Horsham West Primary School joins online partnership

ONLINE LEARNING: Horsham West and Haven Primary School principal Brendan Bush, Member for Lowan Hugh Delahunty and teacher Ben Miatke are pictured with students Ella Zhu, 8, Gemma Walker, 9, Deegan McKenry, 8, Alannah Chester, 10, and Lily Bardell, 8. The school is part of a new international technology program. Picture: PAUL CARRACHER

ONLINE LEARNING: Horsham West and Haven Primary School principal Brendan Bush, Member for Lowan Hugh Delahunty and teacher Ben Miatke are pictured with students Ella Zhu, 8, Gemma Walker, 9, Deegan McKenry, 8, Alannah Chester, 10, and Lily Bardell, 8. The school is part of a new international technology program. Picture: PAUL CARRACHER

HORSHAM West and Haven Primary School has joined an online global partnership aimed at steering education into the digital age.

The school is one of 72 Victorian schools involved in the New Pedagogies for Deep Learning: A Global Partnership.

The program will connect schools around the world and aims to make students more engaged in learning.

Member for Lowan Hugh Delahunty said the school would join a global partnership, with 1000 schools from 10 countries, to develop new ways to educate and inspire young people, accelerated by technology.

“It is a unique opportunity that will showcase the impressive work of our school community while representing Australia and Victoria on an international stage,” he said.

Mr Delahunty said the initiative would mobilise education systems to promote global collaboration, uncover and scale education innovation and change the learning relationship between teachers and students to make learning more engaging and productive.

Principal Brendan Bush said students became less engaged as they became older.

“We need to keep them keen and interested in school,” he said.

“The idea of this program is to share ideas across the whole network.”
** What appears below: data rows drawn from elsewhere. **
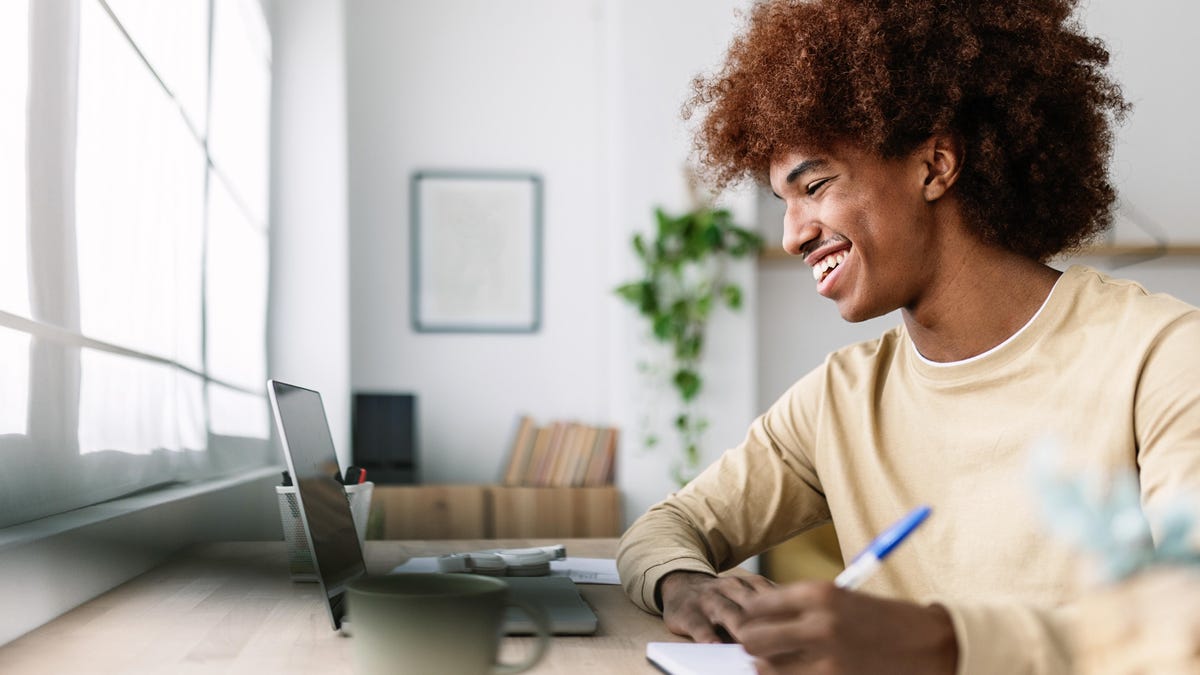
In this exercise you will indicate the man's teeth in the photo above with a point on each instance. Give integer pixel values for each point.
(826, 264)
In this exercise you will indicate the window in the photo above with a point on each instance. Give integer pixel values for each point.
(133, 248)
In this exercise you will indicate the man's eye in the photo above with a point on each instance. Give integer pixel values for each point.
(815, 185)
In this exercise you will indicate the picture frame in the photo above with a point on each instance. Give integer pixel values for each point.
(475, 251)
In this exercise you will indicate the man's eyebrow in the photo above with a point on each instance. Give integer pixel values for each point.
(803, 168)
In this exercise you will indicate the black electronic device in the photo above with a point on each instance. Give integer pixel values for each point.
(384, 431)
(324, 509)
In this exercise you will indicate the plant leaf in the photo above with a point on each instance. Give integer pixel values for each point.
(688, 382)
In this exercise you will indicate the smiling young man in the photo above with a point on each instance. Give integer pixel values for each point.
(931, 156)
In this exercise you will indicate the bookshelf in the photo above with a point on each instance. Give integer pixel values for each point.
(490, 512)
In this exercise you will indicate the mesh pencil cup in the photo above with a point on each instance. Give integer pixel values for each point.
(299, 559)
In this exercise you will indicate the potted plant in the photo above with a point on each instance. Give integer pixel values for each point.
(682, 282)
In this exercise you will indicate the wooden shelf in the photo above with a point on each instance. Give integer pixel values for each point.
(775, 254)
(475, 512)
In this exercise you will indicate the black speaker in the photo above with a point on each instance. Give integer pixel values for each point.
(384, 431)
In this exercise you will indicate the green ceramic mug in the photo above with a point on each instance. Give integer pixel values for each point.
(435, 623)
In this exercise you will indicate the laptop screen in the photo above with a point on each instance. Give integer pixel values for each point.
(309, 448)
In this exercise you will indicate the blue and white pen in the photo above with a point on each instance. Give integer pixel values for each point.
(867, 562)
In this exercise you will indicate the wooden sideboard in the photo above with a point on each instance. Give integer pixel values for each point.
(474, 512)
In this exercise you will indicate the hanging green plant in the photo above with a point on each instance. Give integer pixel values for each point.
(683, 279)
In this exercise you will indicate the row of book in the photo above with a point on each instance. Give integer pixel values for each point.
(561, 454)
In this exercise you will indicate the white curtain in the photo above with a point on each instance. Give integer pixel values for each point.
(133, 248)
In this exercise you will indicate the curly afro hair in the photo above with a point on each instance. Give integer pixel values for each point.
(1017, 81)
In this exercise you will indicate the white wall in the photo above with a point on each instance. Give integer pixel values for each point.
(585, 94)
(654, 52)
(466, 84)
(310, 317)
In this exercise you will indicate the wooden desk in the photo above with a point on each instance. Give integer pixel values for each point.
(232, 608)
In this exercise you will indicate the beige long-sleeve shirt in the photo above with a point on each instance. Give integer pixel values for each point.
(1108, 369)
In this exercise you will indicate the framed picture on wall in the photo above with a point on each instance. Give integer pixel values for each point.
(475, 252)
Mr Bush said the school already hosted video conferences with guest speakers.

“Last year we had a Mt Everest climber speak to the students using video conferencing,” he said.

“We often talk to authors as well because it’s easier and doesn’t cost them anything.

“That sort of technology keeps the students engaged.”

Mr Delahunty told students it was a great opportunity for them to interact with other schools around the world.

Education Minister Martin Dixon said technology was great for delivering a world-class education system as well as helping students and teachers around the globe share resources and best practices.

“The Victorian schools taking part in this initiative will play a vital role in helping shape the way technology can inspire young students and life educational outcomes,” he said.

“Schools are increasingly being challenged to remain relevant to students and to prepare them for social, economic and environmental tests they will face in life.”